The fact-finding mission should also hold China accountable for the arbitrary detentions happening inside Tibet. A 2021 report by the United States State Department on the PRC’s aggregated ongoing human rights violations of Tibetans by the PRC in Tibet, including torture, arbitrary and secret detentions, disappearances, and violence. It detailed many cases of arbitrary deprivation of life and other unlawful or politically motivated killings.
We believe that a mission to Tibet should also take into account CCP’s “environmental policies” in Tibet given that Tibet, Asia’s water tower and the world’s Third Pole is at the centre of climate change discourse and rampant greenwashing is happening in Tibet.

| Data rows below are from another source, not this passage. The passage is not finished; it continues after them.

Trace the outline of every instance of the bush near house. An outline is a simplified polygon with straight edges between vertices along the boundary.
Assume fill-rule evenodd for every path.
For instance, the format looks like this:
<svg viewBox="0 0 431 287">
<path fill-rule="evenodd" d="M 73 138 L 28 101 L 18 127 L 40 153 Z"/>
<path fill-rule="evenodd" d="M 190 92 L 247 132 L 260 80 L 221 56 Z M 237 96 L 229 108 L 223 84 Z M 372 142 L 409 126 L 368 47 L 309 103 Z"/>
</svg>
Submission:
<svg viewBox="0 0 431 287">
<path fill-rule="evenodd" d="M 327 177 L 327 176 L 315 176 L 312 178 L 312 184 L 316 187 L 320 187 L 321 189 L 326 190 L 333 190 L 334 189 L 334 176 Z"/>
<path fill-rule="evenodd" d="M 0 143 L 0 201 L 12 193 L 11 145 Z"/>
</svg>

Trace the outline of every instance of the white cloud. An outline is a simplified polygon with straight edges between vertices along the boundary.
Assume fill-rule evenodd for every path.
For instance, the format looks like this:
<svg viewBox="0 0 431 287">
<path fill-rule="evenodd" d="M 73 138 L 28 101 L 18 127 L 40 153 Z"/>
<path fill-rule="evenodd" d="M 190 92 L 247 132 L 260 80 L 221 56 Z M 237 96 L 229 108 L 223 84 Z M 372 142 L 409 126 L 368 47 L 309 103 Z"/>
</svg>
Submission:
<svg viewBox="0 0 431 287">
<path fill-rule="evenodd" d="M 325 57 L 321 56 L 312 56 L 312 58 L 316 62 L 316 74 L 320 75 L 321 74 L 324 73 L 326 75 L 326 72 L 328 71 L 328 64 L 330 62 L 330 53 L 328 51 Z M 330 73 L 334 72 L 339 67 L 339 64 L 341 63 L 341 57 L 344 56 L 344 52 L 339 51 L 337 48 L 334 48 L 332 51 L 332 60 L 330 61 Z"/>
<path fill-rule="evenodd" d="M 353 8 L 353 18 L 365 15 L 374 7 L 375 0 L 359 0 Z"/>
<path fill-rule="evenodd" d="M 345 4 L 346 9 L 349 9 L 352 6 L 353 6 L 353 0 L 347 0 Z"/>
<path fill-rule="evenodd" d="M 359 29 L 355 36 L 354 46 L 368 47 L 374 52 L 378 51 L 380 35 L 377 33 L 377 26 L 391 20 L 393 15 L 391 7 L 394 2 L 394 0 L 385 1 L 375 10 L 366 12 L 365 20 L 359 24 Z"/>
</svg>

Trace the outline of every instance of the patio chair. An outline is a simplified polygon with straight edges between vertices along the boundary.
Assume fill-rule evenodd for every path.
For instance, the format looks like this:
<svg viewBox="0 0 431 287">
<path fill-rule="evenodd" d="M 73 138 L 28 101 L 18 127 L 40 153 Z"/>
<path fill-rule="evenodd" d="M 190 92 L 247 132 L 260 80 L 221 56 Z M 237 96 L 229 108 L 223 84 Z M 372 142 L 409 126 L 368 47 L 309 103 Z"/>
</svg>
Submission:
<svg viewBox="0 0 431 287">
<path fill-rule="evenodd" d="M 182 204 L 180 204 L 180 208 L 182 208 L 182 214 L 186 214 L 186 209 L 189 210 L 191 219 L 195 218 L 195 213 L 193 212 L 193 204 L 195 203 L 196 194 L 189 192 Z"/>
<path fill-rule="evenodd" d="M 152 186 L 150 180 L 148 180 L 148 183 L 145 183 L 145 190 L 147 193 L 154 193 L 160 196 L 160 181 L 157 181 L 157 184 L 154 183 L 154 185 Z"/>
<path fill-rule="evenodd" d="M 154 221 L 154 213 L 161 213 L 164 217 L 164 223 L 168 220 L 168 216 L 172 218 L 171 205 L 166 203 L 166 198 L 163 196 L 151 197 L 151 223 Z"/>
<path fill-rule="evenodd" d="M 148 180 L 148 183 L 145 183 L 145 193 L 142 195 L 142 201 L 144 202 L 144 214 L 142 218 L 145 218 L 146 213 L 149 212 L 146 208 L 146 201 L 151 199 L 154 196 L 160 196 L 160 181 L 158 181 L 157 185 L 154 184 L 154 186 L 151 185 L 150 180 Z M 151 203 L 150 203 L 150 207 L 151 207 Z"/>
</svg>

The first instance is that of the relocation and resettlement of Tibetan nomads. Since 2006, CCP has implemented large-scale programs to accelerate the relocation and sedentarization of the nomadic population, viewed by the authorities as ignorant, backward and irrational; whose ‘overgrazing’ caused significant damage to the Tibetan grassland ecosystem. While the Chinese authorities claim that dams are green, and thus better for the environment than burning coal, China's dams, which it is building to divert water into its own territory, are targeted towards creating a “hydro hegemony” based on the control of the Tibetan plateau. huge watersheds on the plateau have been declared national parks in an effort to mitigate climate change and offset its reputation as a major world polluter.
Why Now is the Time
The international community should join our call to the United Nations to send a fact-finding mission or a special investigator to Tibet since even as we talk about it, Tibetans are subjected to human rights abuses, which are kept in the dark. Awareness about the crisis unfolding in Tibet is surprisingly low and if we don’t talk about Tibet now, CCP will erase an entire nation’s past, present and future. Join our call for an independent, unhindered, unorchestrated mission to Tibet.
(Tenzin Tseten and Lakshmi P are currently associated with Tibet Rights Collective.)